KEN GILLINGS also brought us the story of John Goodman Household, possibly the first man in the world ever to fly. Household was fascinated by birds in flight. When he shot a vulture, he measured its wingspan and, working out the ratio to its weight, he built a glider.

It was not a success. Household built another with modifications and one moonlit night, assisted by his brother Archer and some local Zulus, they carried it to the top of Loskop, in the Karkloof valley. The glider was launched and it soared a few hundred metres before crashing into a treetop and catapulting Household into a fall where he broke a leg.

"His parents confiscated the buckled contraption and that was the end of the first attempt to fly in the history of Southern Africa – 30 years before the Wright brothers. This historic event is commemorated on a plaque alongside the road between the Karkloof and Curry's Post."

Yes, a great story. I'm sure Household was actually the first in the world. A version I've heard is that Bishop Colenso – who was a mathematician as well as a theologian – assisted him in designing the second glider.

Again, these are facts to remember. They can win you pints of beer in the bar.

Tailpiece

THEY ARE dressed and ready for dinner and the theatre. The night light is on, the voicemail is on, the pet budgie has been covered, the cat has been put in the yard. They phone for a taxi.

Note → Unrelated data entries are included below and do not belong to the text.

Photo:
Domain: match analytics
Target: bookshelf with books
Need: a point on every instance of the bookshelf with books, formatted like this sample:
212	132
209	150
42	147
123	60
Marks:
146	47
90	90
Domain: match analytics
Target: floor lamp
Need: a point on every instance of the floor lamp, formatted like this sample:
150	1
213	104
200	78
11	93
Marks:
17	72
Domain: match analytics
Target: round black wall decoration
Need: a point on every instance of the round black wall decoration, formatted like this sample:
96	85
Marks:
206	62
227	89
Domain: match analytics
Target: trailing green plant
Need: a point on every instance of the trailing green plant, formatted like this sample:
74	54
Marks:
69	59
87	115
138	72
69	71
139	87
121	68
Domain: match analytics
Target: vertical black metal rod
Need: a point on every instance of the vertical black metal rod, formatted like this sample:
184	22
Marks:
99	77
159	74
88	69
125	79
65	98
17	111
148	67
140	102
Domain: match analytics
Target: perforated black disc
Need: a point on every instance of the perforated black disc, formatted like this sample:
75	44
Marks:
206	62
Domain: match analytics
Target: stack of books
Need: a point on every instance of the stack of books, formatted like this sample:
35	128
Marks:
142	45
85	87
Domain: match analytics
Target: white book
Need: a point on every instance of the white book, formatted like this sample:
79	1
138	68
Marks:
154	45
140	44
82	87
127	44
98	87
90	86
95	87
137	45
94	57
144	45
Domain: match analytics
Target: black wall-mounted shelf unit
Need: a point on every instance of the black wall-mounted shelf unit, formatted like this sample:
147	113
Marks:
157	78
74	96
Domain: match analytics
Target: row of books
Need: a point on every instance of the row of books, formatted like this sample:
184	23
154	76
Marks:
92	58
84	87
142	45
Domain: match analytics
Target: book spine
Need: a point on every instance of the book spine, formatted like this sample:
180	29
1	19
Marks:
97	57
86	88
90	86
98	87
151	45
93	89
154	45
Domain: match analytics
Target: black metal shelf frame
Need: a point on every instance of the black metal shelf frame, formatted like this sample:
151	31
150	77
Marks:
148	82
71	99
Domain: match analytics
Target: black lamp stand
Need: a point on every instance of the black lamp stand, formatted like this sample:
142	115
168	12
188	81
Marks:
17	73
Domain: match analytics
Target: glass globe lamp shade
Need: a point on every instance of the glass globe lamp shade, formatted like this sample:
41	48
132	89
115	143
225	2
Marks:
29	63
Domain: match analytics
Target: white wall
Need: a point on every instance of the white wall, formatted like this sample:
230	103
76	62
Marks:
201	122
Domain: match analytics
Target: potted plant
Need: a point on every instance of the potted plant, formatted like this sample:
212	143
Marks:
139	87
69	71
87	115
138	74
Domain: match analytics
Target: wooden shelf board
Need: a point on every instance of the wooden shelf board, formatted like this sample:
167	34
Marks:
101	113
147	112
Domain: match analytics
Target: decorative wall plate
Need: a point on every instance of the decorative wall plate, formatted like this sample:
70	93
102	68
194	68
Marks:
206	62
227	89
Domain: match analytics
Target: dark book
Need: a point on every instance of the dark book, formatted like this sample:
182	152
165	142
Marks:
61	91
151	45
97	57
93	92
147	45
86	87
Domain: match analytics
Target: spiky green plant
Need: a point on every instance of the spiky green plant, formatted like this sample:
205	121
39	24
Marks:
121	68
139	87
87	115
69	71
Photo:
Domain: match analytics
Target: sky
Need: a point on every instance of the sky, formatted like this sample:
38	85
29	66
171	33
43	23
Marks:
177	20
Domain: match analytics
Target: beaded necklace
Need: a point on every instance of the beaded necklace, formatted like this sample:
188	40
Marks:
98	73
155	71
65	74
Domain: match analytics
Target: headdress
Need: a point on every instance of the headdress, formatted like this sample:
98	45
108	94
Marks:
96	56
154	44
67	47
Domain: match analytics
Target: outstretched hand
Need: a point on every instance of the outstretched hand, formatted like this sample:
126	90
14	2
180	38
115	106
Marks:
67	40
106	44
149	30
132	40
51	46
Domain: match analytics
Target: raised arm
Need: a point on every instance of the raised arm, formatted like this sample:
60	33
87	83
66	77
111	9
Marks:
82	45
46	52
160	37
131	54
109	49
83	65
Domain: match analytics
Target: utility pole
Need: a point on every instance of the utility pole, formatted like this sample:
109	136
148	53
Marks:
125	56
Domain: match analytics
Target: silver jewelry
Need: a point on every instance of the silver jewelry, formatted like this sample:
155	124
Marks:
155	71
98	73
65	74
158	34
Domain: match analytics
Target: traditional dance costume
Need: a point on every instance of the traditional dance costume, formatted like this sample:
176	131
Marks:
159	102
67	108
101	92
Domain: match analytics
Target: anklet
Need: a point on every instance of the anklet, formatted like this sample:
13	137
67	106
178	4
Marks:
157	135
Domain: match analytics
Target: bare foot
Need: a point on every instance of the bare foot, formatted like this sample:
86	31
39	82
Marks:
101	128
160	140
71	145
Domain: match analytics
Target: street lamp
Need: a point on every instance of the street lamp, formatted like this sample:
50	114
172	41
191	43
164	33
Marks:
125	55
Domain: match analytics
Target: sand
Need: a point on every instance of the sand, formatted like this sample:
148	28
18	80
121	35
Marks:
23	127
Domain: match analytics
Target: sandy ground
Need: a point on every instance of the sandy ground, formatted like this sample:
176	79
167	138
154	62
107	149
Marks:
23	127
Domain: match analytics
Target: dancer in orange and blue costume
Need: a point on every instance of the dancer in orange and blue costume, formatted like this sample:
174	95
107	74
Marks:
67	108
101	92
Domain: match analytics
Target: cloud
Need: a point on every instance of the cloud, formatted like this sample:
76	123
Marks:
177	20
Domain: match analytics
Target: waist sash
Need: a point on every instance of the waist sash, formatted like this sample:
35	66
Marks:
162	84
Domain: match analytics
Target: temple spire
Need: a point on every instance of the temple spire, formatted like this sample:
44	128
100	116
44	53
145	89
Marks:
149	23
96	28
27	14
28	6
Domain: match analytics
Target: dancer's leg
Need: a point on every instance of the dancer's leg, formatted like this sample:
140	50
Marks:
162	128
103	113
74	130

It arrives. As they open the front door, the cat scoots in again. It can't be left in the house because it will eat the budgie.

She walks on out to the taxi. He goes in to catch the cat. These days you don't want to let on that the house is being left empty. She says: "He's just going upstairs to say goodbye to my mother."

He arrives. "Sorry I took so long. She was hiding under the bed. I had to poke her ass with a coat hanger to get her to come out. She tried to take off so I grabbed her by the neck, hauled her downstairs and threw her out in the backyard. She'd better not do number twos in the vegetable garden again."

The silence in the taxi is deafening.

Last word

Underneath this flabby exterior is an enormous lack of character.